WebAssembly / flexible-vectors

Vector operations for WebAssembly
https://webassembly.github.io/flexible-vectors/
Other
46 stars 6 forks source link

Masked lanes SIMD operations #66

Open yurydelendik opened 1 month ago

yurydelendik commented 1 month ago

(per conversion from 2025-07-19 SIMD meeting filing it here)

Currently LLVM toolchain generates non-efficiently-translatable-to-native shuffle operations. The shuffle operation is doing right thing, but it is really hard to produce an efficient translation to native instructions. For example (1):

    i8x16.shuffle 0 0 0 0 1 0 0 0 2 0 0 0 3 0 0 0
    v128.const i32x4 0x00000001 0x00000001 0x00000001 0x00000001
    v128.and

The shuffle operation will be encoded ad multiple instructions including loading additional constants.

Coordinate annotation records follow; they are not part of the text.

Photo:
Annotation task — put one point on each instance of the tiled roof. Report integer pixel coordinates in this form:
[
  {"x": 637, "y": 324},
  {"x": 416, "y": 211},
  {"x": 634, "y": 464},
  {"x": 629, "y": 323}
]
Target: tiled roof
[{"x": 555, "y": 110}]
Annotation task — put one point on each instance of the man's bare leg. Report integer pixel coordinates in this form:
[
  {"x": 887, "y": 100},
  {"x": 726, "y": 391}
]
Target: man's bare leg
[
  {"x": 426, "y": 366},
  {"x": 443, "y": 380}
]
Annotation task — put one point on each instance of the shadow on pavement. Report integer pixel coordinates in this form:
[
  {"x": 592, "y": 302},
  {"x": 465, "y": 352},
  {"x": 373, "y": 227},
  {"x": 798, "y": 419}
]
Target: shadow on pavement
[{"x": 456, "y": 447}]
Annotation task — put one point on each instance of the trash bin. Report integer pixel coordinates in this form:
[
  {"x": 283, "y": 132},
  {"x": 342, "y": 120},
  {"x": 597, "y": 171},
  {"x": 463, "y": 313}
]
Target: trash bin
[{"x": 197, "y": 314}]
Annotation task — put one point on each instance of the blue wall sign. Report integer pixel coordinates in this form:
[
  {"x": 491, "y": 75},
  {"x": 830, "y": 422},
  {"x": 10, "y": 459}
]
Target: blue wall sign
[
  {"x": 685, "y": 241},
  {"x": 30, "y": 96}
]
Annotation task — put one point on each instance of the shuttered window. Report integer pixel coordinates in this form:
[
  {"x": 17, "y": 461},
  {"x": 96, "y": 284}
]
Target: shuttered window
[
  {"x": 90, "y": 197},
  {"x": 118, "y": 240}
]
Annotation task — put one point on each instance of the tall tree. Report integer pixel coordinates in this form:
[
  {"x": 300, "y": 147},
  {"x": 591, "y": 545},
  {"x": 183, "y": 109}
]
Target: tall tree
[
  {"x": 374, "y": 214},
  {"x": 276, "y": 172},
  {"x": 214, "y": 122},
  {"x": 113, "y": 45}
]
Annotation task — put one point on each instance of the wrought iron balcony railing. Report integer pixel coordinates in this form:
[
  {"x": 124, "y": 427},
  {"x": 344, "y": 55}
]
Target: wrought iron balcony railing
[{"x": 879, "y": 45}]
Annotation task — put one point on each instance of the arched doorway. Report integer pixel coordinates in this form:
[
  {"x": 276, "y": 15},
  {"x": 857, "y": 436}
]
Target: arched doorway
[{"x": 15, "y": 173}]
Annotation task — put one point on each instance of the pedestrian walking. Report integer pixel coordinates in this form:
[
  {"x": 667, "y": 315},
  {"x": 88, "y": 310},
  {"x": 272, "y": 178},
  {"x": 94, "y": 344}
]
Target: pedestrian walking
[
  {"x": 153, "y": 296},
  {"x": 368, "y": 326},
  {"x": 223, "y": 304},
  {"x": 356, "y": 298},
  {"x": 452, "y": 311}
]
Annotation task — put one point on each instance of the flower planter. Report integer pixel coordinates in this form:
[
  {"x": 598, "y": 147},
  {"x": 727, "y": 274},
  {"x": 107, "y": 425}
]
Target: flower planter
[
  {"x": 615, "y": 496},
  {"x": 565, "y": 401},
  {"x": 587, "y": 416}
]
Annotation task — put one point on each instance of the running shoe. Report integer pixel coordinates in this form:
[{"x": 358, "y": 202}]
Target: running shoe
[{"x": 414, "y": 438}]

But it is possible to encode it more efficiently if it is known that some lanes will be discarded in the final value, e.g. we can place any lane in 'x' places 0 x x x 1 x x x 2 x x x 3 x x x and now it is possible to use couple of zero extend instructions instead. I guess the code is automatically generated by a auto-vectorizer which chose 0 as arbitrary lane.

More interesting operations:

2)

    i8x16.shuffle 0 8 0 0 0 0 0 0 0 0 0 0 0 0 0 0
    v128.store16_lane align=1 0

3)

    i8x16.shuffle 12 13 14 15 0 0 0 0 0 0 0 0 0 0 0 0
    i16x8.extend_low_i8x16_u
    i32x4.extend_low_i16x8_u

or

    i8x16.shuffle 8 9 10 11 12 13 14 15 0 1 0 1 0 1 0 1
    i32x4.extend_low_i16x8_u

4)

    local.get 3
    local.get 3
    local.get 3
    i8x16.shuffle 8 9 10 11 12 13 14 15 0 0 0 0 0 0 0 0
    i8x16.min_u
    local.tee 3
    local.get 3
    local.get 3
    i8x16.shuffle 4 5 6 7 0 0 0 0 0 0 0 0 0 0 0 0
    i8x16.min_u
    local.tee 3
    local.get 3
    local.get 3
    i8x16.shuffle 2 3 0 0 0 0 0 0 0 0 0 0 0 0 0 0
    i8x16.min_u
    local.tee 3
    local.get 3
    local.get 3
    i8x16.shuffle 1 0 0 0 0 0 0 0 0 0 0 0 0 0 0 0
    i8x16.min_u
    i8x16.extract_lane_u 0

The common thing that if it is known that some zero-lane references are not important, it is easier to select a more performant instructions for i8x16.shuffle compiled code. If this burden falls on a toolchain/auto-vectorizer, the selected shuffle may "prefer" one CPU.

The snippets are taken from https://cdn.jsdelivr.net/npm/onnxruntime-web@1.17.1/dist/ort-wasm-simd.jsep.wasm

ppenzin commented 1 month ago

@yurydelendik are there sources for this code? +1 on representing discarded lanes.

The shuffle mask in the (1) pattern is 8-bit to 32-bit zero extend. On x86 that can be OK, but Arm doesn't have an instruction like this. Extra twist is that only the lowest bits of each 32-bit lane are preserved by and, but I can't figure out if that can help optimizing this sequence in a cross-patform way right now.

(2) seems to be equivalent to 8->16 extend followed by store lane, since all other lanes are ignored anyway. The question is what did original program intend to do here.

(3) is also 8->32 extend, I wonder why it doesn't produce the same pattern in 1 and 3. Alternative pattern is 16->32 extend (hence 0 1 for unused lanes), though for example x86 doesn't have a single instruction for this operation (Arm should, I believe)

(4) is a horizontal 8-bit unsigned min, these byte-wise shuffles are very expensive if this is lowered literally. I think we should consider not producing some of reductions like this.

@sparker-arm's recent change aimed at stabilizing patterns like (4) so that they can be pattern-matched in the engine, though I am not sure matching this long of a pattern is going to be easy.

Two potential follow-ups: representing discarded lanes and adding horizontal reductions.

sparker-arm commented 1 month ago

The snippets are taken from https://cdn.jsdelivr.net/npm/onnxruntime-web@1.17.1/dist/ort-wasm-simd.jsep.wasm

I was wondering where I could look for some reduction examples, thanks!

though I am not sure matching this long of a pattern is going to be easy.

I currently have patch in review for V8 that performs generic pattern matching for reductions and it's only a few hundred LOCs, even for i8x16. But there's still the inherent problem of relying on a specific, although sensible, shuffle pattern. I think adding horizontal operations is really the only long-term solution.